In Dr. Johnson’s talk, as reported by Boswell, we touch the real man; in the “Rambler” you touch only his clothes or periwig. His more formal writing seems the product of some kind of artificial put-on faculty, like the Sunday sermons one hears or the newspaper editorials one reads. The sermon is in what may be called the surpliced style, the Rambler in the periwigged style. Emerson said of Alcott that his conversation was wonderful, but that when he sat down to write his inspiration left him. Most men are wiser in company than in the study. What is interesting in a man is what he himself has felt or seen or experienced. If you can tell us that, we shall listen eagerly. The uncultured man does not know this, but seeks the far-off or the deep down.
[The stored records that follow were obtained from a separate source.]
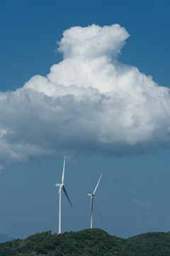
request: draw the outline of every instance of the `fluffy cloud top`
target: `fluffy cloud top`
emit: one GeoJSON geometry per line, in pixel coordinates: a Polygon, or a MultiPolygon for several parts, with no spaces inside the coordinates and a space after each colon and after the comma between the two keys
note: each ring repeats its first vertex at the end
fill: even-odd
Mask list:
{"type": "Polygon", "coordinates": [[[0,93],[0,168],[63,152],[140,154],[169,144],[169,90],[118,61],[118,24],[73,27],[47,78],[0,93]]]}

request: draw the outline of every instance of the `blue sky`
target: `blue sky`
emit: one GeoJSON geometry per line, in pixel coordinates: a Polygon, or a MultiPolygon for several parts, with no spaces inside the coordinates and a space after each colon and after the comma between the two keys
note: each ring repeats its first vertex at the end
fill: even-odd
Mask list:
{"type": "MultiPolygon", "coordinates": [[[[75,140],[74,126],[69,136],[64,126],[58,125],[57,119],[53,122],[55,116],[51,112],[49,115],[46,112],[42,98],[39,98],[39,92],[28,94],[33,102],[30,107],[25,104],[26,95],[19,92],[20,97],[17,97],[18,95],[14,97],[11,94],[11,91],[17,89],[21,92],[18,90],[33,75],[46,77],[54,64],[61,63],[62,54],[56,53],[56,42],[61,41],[65,30],[74,26],[86,27],[93,23],[101,27],[118,23],[124,27],[130,36],[118,56],[120,63],[128,67],[137,67],[140,73],[152,75],[159,86],[169,87],[169,5],[168,1],[151,0],[81,2],[36,0],[7,1],[0,4],[0,139],[4,143],[4,134],[8,143],[6,145],[1,142],[0,162],[3,167],[0,174],[0,233],[17,238],[49,230],[57,232],[59,198],[55,184],[61,180],[64,151],[67,157],[65,186],[73,208],[63,196],[62,232],[89,228],[90,198],[85,191],[93,191],[101,173],[103,176],[96,191],[96,201],[103,220],[101,221],[94,209],[94,227],[123,238],[146,232],[169,231],[169,139],[167,132],[169,121],[168,114],[165,115],[161,110],[159,114],[159,107],[154,101],[152,104],[155,112],[158,112],[154,121],[157,125],[160,124],[160,129],[152,139],[148,137],[148,142],[142,144],[142,140],[140,144],[134,139],[135,146],[130,146],[118,139],[116,143],[113,141],[115,144],[110,147],[104,148],[101,146],[98,149],[96,141],[92,143],[93,138],[86,141],[86,137],[91,134],[88,125],[85,125],[84,129],[80,126],[81,132],[75,140]],[[8,96],[5,103],[1,100],[4,93],[8,96]],[[38,100],[34,103],[35,98],[38,100]],[[28,107],[30,111],[28,110],[28,107]],[[47,122],[40,122],[40,115],[45,116],[47,122]],[[10,128],[17,136],[13,135],[10,128]],[[60,148],[55,145],[60,140],[58,134],[62,134],[60,148]],[[84,137],[85,139],[82,139],[84,137]],[[30,147],[33,142],[30,137],[36,142],[33,146],[38,145],[39,151],[37,148],[35,150],[30,147]],[[18,141],[23,146],[22,151],[18,150],[18,141]],[[40,151],[41,145],[42,152],[40,151]],[[27,153],[28,147],[29,153],[27,153]],[[48,151],[45,150],[47,149],[48,151]]],[[[63,44],[64,48],[69,46],[69,43],[67,41],[63,44]]],[[[67,69],[64,70],[69,72],[67,69]]],[[[64,78],[68,82],[68,78],[64,78]]],[[[132,95],[133,89],[130,91],[132,95]]],[[[29,92],[30,89],[27,87],[27,90],[29,92]]],[[[90,91],[91,93],[93,95],[93,92],[90,91]]],[[[154,97],[157,96],[154,95],[154,97]]],[[[64,106],[72,100],[65,97],[64,106]]],[[[169,97],[166,97],[164,100],[169,110],[169,97]]],[[[159,95],[159,103],[162,102],[160,98],[159,95]]],[[[135,101],[138,98],[134,96],[132,99],[135,101]]],[[[89,100],[89,97],[87,100],[89,100]]],[[[149,117],[152,117],[155,113],[150,112],[149,103],[142,110],[142,116],[145,117],[148,112],[149,117]]],[[[76,107],[72,109],[70,106],[67,105],[67,110],[70,107],[70,117],[76,117],[74,112],[72,115],[76,107]]],[[[81,105],[78,107],[80,110],[84,110],[81,105]]],[[[86,105],[85,107],[87,107],[86,105]]],[[[94,108],[91,110],[94,111],[94,108]]],[[[119,110],[118,107],[118,116],[119,110]]],[[[104,110],[106,115],[107,109],[104,110]]],[[[105,118],[104,115],[102,117],[105,118]]],[[[67,116],[67,118],[66,126],[69,122],[67,116]]],[[[100,120],[102,122],[102,118],[100,120]]],[[[149,122],[147,122],[148,124],[149,122]]],[[[100,122],[96,123],[96,126],[100,124],[100,122]]],[[[106,123],[106,127],[107,125],[109,126],[106,123]]],[[[127,132],[123,127],[120,127],[123,137],[127,132]]],[[[103,132],[104,138],[107,138],[106,132],[103,132]]],[[[143,134],[141,134],[142,137],[143,134]]],[[[128,136],[127,134],[128,138],[128,136]]]]}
Our thoughts, our opinions, are like apples on the tree: they must take time to ripen; and when they are ripe, how easily they fall! A mere nudge brings them down. How easily the old man talks; how full he is of wisdom! Time was when his tongue was tied; he could not express himself; his thoughts were half formed and unripe; they clung tightly to the bough. Set him to writing, and with great labor he produced some crude, half-formed notions of his own, mixed with the riper opinions of the authors he had read. But now his fruit has matured and it has mellowed; it has color and flavor; and his conversation abounds in wisdom.